Türkiye’nin inisiyatifi ele alacak bir yaklaşımla başlatacağı arabuluculuk diplomasisi nihai barışın elde edilebilmesi anlamında olumlu sonuçlar doğurabilecek türdendir. Türkiye’nin yüksek devlet geleneği, her daim barışçıl politikaları gözetmesi, diplomatik ölçeğinin genişliği, etkin diplomasi ağı, bölgenin en güçlü ülkelerinin başında gelmesi, son yıllarda farklı ülkeler arasındaki sorunların çözümünde kabullenilmiş arabuluculuk rolü gibi etmenlere sahip olması bu görüşü desteklemektedir. 
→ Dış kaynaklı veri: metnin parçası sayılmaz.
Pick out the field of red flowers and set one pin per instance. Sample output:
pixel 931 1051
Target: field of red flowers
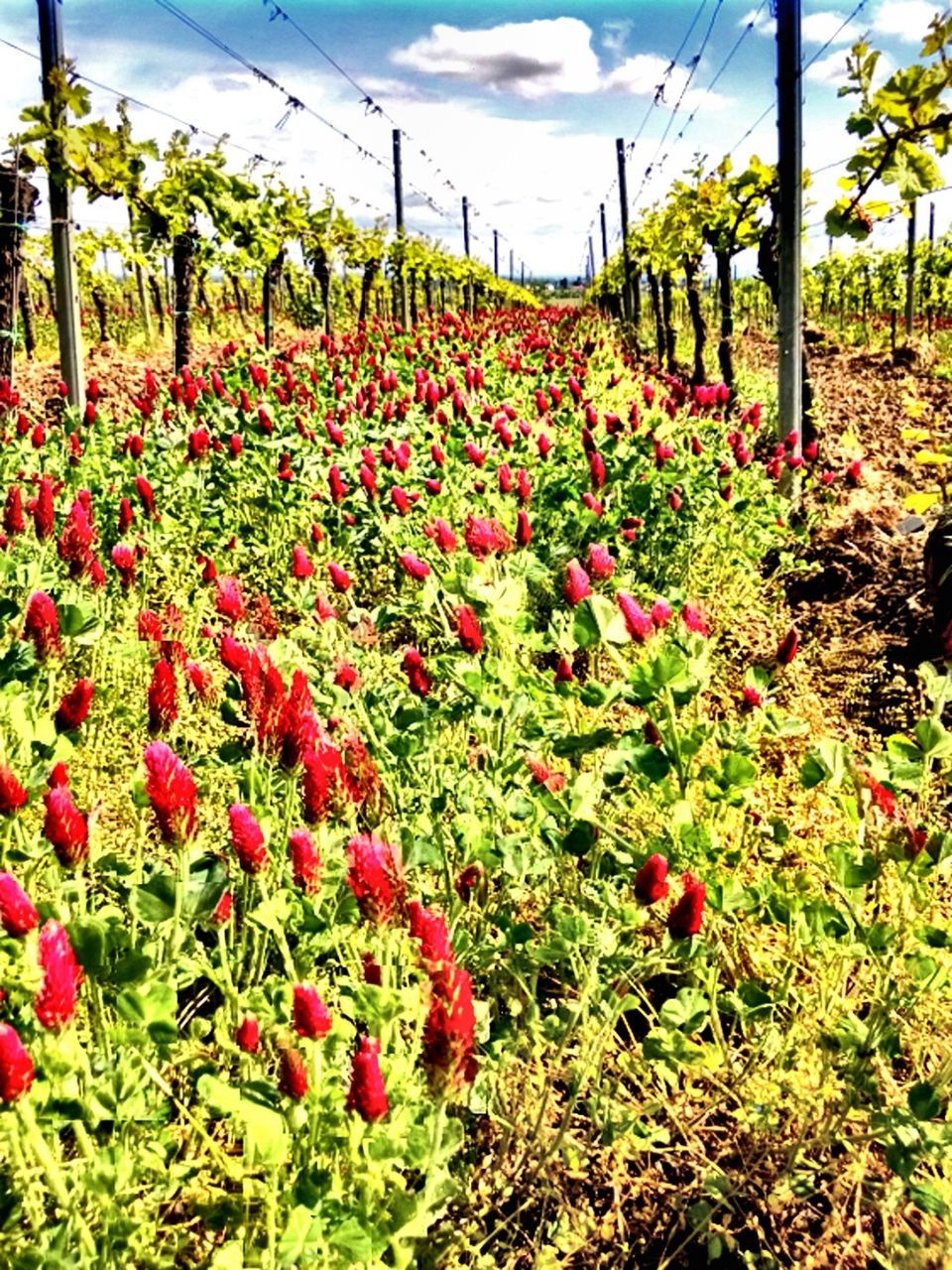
pixel 422 839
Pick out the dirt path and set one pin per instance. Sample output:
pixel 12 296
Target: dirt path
pixel 865 611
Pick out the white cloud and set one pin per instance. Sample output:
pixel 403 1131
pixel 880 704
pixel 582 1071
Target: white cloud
pixel 905 19
pixel 830 68
pixel 762 21
pixel 529 59
pixel 615 35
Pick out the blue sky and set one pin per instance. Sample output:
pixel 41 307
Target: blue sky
pixel 515 104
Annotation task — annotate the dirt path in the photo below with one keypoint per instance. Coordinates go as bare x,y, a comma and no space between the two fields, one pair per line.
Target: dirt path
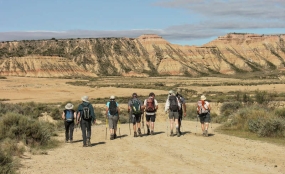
189,153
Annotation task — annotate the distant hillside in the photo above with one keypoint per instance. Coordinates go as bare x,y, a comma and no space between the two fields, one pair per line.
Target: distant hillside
147,55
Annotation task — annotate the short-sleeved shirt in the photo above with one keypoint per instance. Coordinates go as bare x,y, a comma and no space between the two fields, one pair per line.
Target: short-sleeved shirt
108,104
155,104
131,102
84,104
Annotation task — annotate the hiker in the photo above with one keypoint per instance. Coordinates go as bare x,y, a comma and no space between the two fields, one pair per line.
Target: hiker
151,106
182,111
203,111
112,112
86,116
172,106
135,107
68,116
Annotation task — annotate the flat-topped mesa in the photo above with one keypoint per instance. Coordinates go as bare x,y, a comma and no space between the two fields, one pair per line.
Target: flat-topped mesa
152,38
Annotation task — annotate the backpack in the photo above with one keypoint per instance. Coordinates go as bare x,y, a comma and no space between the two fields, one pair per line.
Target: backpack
86,112
136,107
113,108
202,109
69,115
173,103
150,105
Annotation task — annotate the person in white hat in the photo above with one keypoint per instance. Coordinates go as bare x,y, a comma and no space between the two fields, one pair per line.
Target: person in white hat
172,107
203,111
112,113
86,116
68,115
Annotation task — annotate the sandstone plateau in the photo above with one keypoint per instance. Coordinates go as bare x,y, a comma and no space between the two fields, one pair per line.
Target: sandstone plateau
147,55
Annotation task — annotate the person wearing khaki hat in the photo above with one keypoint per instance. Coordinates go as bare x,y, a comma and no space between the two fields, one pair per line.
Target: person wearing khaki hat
68,115
151,106
86,116
112,113
203,111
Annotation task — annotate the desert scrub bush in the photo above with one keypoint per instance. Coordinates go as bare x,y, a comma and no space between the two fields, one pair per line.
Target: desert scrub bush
23,128
7,163
259,120
280,112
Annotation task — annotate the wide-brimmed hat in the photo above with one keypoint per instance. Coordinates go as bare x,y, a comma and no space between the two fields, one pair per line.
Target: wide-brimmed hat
203,97
85,98
69,106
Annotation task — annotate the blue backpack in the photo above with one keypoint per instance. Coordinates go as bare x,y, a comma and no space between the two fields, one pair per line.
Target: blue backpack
69,115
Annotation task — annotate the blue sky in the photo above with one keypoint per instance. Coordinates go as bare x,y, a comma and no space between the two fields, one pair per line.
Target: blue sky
184,22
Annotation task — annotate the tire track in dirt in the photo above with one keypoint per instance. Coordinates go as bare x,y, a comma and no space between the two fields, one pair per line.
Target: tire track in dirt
189,153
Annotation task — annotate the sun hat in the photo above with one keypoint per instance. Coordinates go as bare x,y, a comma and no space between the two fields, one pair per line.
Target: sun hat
69,106
85,98
203,97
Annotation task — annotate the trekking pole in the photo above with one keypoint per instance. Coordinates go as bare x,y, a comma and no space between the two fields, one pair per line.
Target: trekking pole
181,125
143,123
167,122
106,128
130,125
196,125
119,128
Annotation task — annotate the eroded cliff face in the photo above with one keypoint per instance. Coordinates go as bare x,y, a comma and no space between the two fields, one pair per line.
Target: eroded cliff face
146,55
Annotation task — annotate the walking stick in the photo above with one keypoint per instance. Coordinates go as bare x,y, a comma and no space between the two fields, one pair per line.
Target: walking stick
196,125
167,122
106,128
130,125
143,122
119,128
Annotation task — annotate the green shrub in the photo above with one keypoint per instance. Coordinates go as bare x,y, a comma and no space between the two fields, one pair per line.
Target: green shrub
258,120
230,107
6,161
26,129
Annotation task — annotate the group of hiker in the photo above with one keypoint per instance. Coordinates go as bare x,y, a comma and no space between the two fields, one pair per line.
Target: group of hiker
175,107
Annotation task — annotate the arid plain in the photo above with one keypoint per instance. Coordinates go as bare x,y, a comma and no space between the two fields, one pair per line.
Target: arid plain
190,153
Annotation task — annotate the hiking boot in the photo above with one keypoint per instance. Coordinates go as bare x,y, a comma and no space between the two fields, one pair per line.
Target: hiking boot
206,133
135,134
139,132
112,137
148,132
88,142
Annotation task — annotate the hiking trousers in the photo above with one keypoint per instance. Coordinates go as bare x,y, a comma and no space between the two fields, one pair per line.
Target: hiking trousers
86,130
69,128
113,121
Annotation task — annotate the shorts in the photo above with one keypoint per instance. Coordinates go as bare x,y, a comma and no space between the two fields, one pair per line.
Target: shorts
136,118
150,117
205,118
113,122
173,115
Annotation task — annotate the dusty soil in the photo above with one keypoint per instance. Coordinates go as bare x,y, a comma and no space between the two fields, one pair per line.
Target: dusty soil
190,153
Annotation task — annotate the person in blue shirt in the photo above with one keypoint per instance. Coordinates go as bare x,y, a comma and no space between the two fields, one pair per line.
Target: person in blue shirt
112,113
86,116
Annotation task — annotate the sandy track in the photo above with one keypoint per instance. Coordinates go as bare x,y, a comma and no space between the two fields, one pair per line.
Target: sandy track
190,153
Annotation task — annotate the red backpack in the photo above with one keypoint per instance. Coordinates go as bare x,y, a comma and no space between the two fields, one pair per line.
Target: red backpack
150,105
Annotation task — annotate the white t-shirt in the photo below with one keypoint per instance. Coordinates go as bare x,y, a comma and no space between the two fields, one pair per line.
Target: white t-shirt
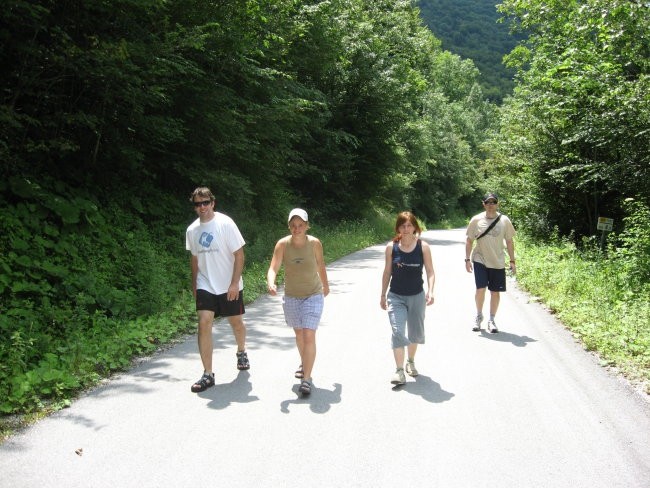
489,249
214,243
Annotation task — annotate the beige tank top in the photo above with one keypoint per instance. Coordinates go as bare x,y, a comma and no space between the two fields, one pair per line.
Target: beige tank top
300,270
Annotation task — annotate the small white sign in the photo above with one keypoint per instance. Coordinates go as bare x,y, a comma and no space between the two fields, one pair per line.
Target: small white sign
605,223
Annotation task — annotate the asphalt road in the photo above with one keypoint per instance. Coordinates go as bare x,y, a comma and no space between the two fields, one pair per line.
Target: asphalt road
527,407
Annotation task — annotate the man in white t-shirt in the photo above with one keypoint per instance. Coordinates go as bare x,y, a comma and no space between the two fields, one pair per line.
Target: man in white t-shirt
487,232
217,263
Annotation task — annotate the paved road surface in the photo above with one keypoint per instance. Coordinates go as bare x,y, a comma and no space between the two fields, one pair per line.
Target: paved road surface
524,408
Türkiye’nin Azerbaycan ile var olan kardeşlik bağları ve Ermenistan ile normalleşmeye başlayan ilişkileri Türkiye’yi güvenilir arabulucu ülke olması anlamında ön plana çıkarmaktadır. Bunun yanı sıra, Azerbaycan’ın diplomasi masasında güçlenmesinde ve dünya arenasında Karabağ için güçlü destek elde edebilmesinde ülkemiz Türkiye’nin yumuşak güç (soft power) kanalları kullanılarak destek verilmesi önemli olacaktır. Çünkü barış müzakereleri kapsamında diplomasi masasına oturmadan önce dünya kamuoyu desteğini almak her anlamda Azerbaycanımızın işlerini kolaylaştıracak, Karabağ’ın Azerbaycan olduğunu tüm devletlerin kabul ettiği günlere bizi yaklaştıracaktır.

 

ALİ ŞENATEŞ
12.08.2023 11:24:41
Sevgili Işıner Göngör, yine çok müthiş bir yazı kaleme almışsın. Tebrikler. Başarılarının devamını diliyorum. Karabağ sorunuyla ilgili hiçbir şey bilmeyen biri dahi bu makaleyi okuyunca fazlasıyla aydınlanır. Karabağ sorunu hakkında özellikle tarihi perspektiften başlayıp mevcut ana kadar durumu tespit edip ortaya koyman takdire şayandır. En önemlisi de yazında belirttiğin gibi, Türkiye’nin buradaki rolünü “yumuşak güç” olarak vurgulamış olman mükemmel bir tespit olmuş.